“The Criminal Journey of the Demonic Accident-Faking Couple”

Trent Film Society screening of Nagisa Oshima’s Boy (1969), Wednesday, January 18th, 2012

Article in Trent University’s Arthur Student Newspaper, Monday, January 16th, 2012

This was just one of the many newspaper and magazine story titles that appeared in 1966 Japan after news broke of a poor couple abusing their 10-year-old son for monetary gain. The crime: the boy would step in front of vehicles and fake an injury as the mother wailed and the father coaxed the driver out of thousands of Yen. While pedestrian/vehicle accidents were common in Post-War Japan – incidents too numerous to bother reporting – this particular case shocked film-director Nagisa Oshima.
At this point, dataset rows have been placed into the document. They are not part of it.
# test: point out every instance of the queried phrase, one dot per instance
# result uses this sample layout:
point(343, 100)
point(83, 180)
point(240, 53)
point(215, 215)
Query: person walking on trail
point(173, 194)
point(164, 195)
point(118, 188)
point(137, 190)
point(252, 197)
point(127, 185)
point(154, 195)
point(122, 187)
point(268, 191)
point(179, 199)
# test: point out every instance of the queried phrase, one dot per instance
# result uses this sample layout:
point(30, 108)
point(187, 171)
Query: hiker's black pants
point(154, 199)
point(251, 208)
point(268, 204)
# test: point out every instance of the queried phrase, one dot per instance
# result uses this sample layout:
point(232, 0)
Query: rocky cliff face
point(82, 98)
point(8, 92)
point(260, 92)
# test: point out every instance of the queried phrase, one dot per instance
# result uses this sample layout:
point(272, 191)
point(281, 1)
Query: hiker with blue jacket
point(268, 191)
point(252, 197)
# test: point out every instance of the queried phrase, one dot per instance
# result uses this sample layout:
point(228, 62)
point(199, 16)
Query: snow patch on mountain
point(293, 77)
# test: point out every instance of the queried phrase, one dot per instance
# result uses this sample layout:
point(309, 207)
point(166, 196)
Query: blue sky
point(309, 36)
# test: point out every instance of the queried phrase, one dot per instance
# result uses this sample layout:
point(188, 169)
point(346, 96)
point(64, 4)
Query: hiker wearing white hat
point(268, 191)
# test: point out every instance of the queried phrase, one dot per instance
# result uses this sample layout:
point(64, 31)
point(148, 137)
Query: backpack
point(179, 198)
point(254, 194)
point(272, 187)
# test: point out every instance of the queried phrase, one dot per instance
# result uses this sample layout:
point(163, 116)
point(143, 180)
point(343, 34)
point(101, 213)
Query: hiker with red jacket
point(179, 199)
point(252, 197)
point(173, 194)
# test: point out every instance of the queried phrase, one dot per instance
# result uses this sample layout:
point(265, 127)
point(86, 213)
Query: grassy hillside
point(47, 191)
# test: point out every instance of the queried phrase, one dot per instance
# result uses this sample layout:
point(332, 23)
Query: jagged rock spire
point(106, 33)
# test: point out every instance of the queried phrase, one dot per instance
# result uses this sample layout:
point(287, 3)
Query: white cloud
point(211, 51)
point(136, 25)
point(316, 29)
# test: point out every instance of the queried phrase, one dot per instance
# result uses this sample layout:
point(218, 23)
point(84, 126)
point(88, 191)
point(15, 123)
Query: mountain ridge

In the late 50’s Shochiku Studios had a series of box-office failures and was also witnessing the success of French New Wave productions. This gave them ample reason to fund new projects by their assistant directors. Included among them were Masahiro Shinoda, who we will visit next week, and Nagisa Oshima. Oshima’s first film, A Town of Love and Hope in 1959, was to set the tone for future work. However it was not until Boy, made in 1969, that Oshima realized he had always been preoccupied with crime and youth.

With Boy Oshima would return to making films with “the heart of a novice”, i.e., by breaking with prior films. Not a leap backwards –he had been making political films during the 60’s – but a turn to characters’ inner experiences. To accomplish this Oshima asserted he must not make a sensational film about the accident-faking family, akin to stories portrayed in magazines; rather, in Boy he and his team were to “create the parts that were buried between the incident [arrest] and superficial actions [crimes].” Here is Oshima’s divergence from the real family toward the creation of fictional characters to exhibit psychological insight. Audiences would have known the events – accidents, arrest, brief history of the family’s poverty – but they did not know what drove them to criminal behaviour. This is what must be shown; this is its dramatic element. “I made this film with detachment on the one hand and prayer on the other,” says Oshima. “A prayer for the people who have to live like this.”